Mersim Asllani

Personal information
- Date of birth: 7 June 1999 (age 26)
- Place of birth: Aigle, Switzerland
- Height: 1.78 m (5 ft 10 in)
- Position(s): Midfielder

Team information
- Current team: Bulle
- Number: 10

Youth career
- 2008–2011: FC Aigle
- 2011–2013: Montreux-Sports
- 2013–2014: Vevey Sports 05
- 2014–2016: Lausanne-Sport

Senior career*
- Years: Team / Apps / (Gls)
- 2016–2018: Lausanne-Sport U21 / 44 / (16)
- 2017–2019: Lausanne-Sport / 23 / (1)
- 2019–2020: Grasshoppers / 15 / (0)
- 2020–2023: Lausanne Ouchy / 56 / (2)
- 2023–: Bulle / 53 / (5)

International career^{‡}
- 2014: Switzerland U15 / 3 / (1)
- 2014–2015: Switzerland U16 / 9 / (4)
- 2015–2016: Switzerland U17 / 9 / (0)
- 2016–2017: Switzerland U18 / 6 / (0)
- 2017: Switzerland U19 / 5 / (1)
- 2018–2019: Switzerland U20 / 8 / (0)
- 2018–2019: Switzerland U21 / 2 / (0)
- 2021–: Kosovo / 1 / (0)

= Mersim Asllani =

Kosovan footballer (born 1999)

Mersim Asllani (born 7 June 1999) is a Kosovan professional footballer who plays as a midfielder for Swiss club Bulle and the Kosovo national team.

==Club career==
On 13 August 2020, Asllani signed a three-year contract with Swiss Challenge League club Lausanne Ouchy. On 16 October 2020, Asllani was named as a Lausanne Ouchy substitute for the first time in a league match against Aarau. His debut with Lausanne Ouchy came eight days later in a 0–0 away draw against Wil after coming on as a substitute at 67th minute in place of Karim Gazzetta.

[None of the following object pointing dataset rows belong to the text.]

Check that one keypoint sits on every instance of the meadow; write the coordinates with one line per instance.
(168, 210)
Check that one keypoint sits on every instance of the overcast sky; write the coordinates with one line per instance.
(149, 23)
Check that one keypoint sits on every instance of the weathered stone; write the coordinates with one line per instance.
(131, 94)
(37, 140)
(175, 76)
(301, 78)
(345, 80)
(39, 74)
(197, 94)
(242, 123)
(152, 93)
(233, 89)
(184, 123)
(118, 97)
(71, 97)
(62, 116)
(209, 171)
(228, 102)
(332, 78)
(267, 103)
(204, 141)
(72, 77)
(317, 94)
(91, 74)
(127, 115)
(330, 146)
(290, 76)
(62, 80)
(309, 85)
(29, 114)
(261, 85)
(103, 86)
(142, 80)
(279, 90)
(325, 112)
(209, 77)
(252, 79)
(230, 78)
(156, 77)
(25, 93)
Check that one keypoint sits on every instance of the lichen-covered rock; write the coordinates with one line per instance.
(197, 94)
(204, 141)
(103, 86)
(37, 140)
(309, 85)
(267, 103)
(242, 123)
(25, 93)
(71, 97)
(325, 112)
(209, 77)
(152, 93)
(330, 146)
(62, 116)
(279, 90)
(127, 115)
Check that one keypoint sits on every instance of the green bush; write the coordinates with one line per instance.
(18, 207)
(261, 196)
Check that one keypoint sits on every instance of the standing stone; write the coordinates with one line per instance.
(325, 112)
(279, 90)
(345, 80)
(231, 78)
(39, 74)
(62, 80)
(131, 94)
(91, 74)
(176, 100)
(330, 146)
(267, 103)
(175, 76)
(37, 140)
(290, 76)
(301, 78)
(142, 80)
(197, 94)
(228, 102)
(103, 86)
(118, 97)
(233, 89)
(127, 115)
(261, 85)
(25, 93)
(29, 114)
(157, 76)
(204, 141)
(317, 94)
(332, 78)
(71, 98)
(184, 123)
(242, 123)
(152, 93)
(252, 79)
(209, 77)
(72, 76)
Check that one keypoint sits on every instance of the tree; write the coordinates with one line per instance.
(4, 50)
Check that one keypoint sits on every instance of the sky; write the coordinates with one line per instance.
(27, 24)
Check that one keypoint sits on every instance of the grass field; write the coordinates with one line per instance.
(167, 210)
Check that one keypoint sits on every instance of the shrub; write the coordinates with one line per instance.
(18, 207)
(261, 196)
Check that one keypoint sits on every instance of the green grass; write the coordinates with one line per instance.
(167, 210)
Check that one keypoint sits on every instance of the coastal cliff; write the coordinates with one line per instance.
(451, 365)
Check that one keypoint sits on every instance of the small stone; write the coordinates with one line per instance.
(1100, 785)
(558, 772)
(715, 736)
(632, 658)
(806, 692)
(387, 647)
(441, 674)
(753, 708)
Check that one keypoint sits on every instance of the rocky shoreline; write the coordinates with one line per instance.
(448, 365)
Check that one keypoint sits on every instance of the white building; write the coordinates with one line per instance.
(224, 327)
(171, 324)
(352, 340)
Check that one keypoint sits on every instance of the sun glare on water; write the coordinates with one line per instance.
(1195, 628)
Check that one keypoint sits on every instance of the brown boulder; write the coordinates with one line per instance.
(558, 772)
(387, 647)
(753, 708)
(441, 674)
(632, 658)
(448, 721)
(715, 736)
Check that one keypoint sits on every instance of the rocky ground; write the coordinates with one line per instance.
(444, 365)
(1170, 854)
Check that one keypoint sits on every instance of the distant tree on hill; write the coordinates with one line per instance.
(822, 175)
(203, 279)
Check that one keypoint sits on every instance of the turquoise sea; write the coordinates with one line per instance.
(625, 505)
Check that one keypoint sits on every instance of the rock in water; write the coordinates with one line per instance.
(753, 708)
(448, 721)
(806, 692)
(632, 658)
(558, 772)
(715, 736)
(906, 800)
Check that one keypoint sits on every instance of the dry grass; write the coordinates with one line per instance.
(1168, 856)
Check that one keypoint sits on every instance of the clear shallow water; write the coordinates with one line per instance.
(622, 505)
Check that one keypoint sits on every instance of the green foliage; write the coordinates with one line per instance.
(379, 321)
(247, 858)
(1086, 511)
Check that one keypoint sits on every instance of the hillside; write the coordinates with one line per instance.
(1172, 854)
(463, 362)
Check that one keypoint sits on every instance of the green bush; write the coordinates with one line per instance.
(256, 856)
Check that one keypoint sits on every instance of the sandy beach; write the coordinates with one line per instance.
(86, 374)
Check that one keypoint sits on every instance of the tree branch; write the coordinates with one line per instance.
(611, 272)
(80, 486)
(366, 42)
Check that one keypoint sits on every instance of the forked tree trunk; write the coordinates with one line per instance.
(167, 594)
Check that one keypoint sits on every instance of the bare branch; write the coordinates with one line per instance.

On 7 July 2023, Asllani moved to the Swiss Promotion League club Bulle.

==International career==
From 2014, until 2019, Asllani was part of Switzerland at the youth international level, respectively part of the U15, U16, U17, U18, U19, U20 and U21 teams and he with these teams played 42 matches and scored six goals. On 2 June 2021, he received an urgent call-up from Kosovo for friendly matches against Guinea and Gambia. Six days later, Asllani made his debut with Kosovo in a friendly match against Guinea after coming on as a substitute in the 62nd minute in place of Jetmir Topalli.